Great experience buying from Equator - their customer service is amazing. The only downside is that UPS charged me $100 in customs brokerage fees, so these aren't really a $300 pair of monitors. More like $400 to $450. That being said, Equator threw in some sound isolation pads and a carrying case for no additional charge, so I appreciate that.

--- D


----------



## noman (Jul 24, 2006)

Yikes, the dreaded UPS brokerage fee!! I guess I got lucky since mine came via USPS.............($10 fee not $100 with USPS/Canada Post). Glad you are liking them and I agree, they blow anything comparable out of the water imo........my KrK's hardly get any use anymore, only as stereo speakers.


----------



## loudtubeamps (Feb 2, 2012)

shoretyus said:


> duh
> Why do your recordings sound like ass? - Cockos Confederated Forums


Duh , but worth the "duh"
Nice find and great read. D.


----------



## Duster (Dec 28, 2007)

noman said:


> Yikes, the dreaded UPS brokerage fee!! I guess I got lucky since mine came via USPS.............($10 fee not $100 with USPS/Canada Post). Glad you are liking them and I agree, they blow anything comparable out of the water imo........my KrK's hardly get any use anymore, only as stereo speakers.


I had the option to use USPS, which I normally do, but the shipping on that was $100 more expensive than using UPS. Equator told me that's because they charge the fees up front. I guess they get you coming or going....


----------



## hollowbody (Jan 15, 2008)

+1 to ronmac's suggestion about the room. You wanna make sure you're not hearing too many reflections, or that you don't have a bass suck-out or emphasis, because then you're mixing your ROOM, not your tracks.

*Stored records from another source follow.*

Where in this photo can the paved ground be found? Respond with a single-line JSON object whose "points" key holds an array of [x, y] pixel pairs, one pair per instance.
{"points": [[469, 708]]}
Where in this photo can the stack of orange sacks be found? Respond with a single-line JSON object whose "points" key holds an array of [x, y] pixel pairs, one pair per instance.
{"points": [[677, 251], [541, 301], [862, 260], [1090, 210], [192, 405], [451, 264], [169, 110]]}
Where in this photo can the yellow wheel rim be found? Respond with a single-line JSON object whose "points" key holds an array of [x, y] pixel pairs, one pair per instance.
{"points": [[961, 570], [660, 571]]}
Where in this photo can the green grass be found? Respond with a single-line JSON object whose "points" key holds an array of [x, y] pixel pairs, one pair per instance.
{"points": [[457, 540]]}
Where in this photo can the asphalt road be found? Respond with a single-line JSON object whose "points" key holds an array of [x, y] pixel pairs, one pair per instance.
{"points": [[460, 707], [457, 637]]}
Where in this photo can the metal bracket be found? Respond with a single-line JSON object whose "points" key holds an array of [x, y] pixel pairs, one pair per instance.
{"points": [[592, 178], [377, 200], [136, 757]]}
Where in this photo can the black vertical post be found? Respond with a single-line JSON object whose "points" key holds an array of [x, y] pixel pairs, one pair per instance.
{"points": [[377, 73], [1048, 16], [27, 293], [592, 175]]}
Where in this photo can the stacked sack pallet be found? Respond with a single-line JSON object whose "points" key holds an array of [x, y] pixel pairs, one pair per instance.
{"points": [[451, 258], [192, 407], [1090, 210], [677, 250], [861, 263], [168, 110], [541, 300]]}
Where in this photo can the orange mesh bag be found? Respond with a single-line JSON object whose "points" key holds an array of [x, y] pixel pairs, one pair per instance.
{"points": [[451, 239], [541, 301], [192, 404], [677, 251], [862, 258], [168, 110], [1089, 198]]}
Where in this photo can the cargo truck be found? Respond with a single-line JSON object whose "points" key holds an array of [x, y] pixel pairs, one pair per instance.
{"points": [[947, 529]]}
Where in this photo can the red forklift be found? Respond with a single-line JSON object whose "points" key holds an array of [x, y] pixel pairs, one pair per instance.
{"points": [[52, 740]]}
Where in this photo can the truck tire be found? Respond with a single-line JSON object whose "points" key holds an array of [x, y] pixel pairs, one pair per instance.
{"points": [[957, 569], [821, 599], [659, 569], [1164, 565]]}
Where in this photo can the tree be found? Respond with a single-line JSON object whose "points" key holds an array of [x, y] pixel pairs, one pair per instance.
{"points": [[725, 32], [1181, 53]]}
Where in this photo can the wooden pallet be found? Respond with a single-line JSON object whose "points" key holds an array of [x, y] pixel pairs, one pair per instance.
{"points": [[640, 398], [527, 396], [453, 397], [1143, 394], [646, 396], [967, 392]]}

As for monitors - in that price range, I'd suggest hunting down a pair of Yorkville YSM1p's. These are really excellent monitors on the cheap with plenty of power and the benefit of a 6.5" driver instead of 5" drivers you'll find on competitive speakers. Some people say that the low-end is lacking, but these people probably have hearing damage, listen to too much House music, or have no clue how to properly place a speaker in a room.

Another great option (and really cheap!) are the Fostex PMO.4 speakers. They're a really solid option for someone with limited desk-space. Of course, they're not very high-powered and they only have a 4" driver, so you'll have to look past those limitations, but they sound fantastic!


----------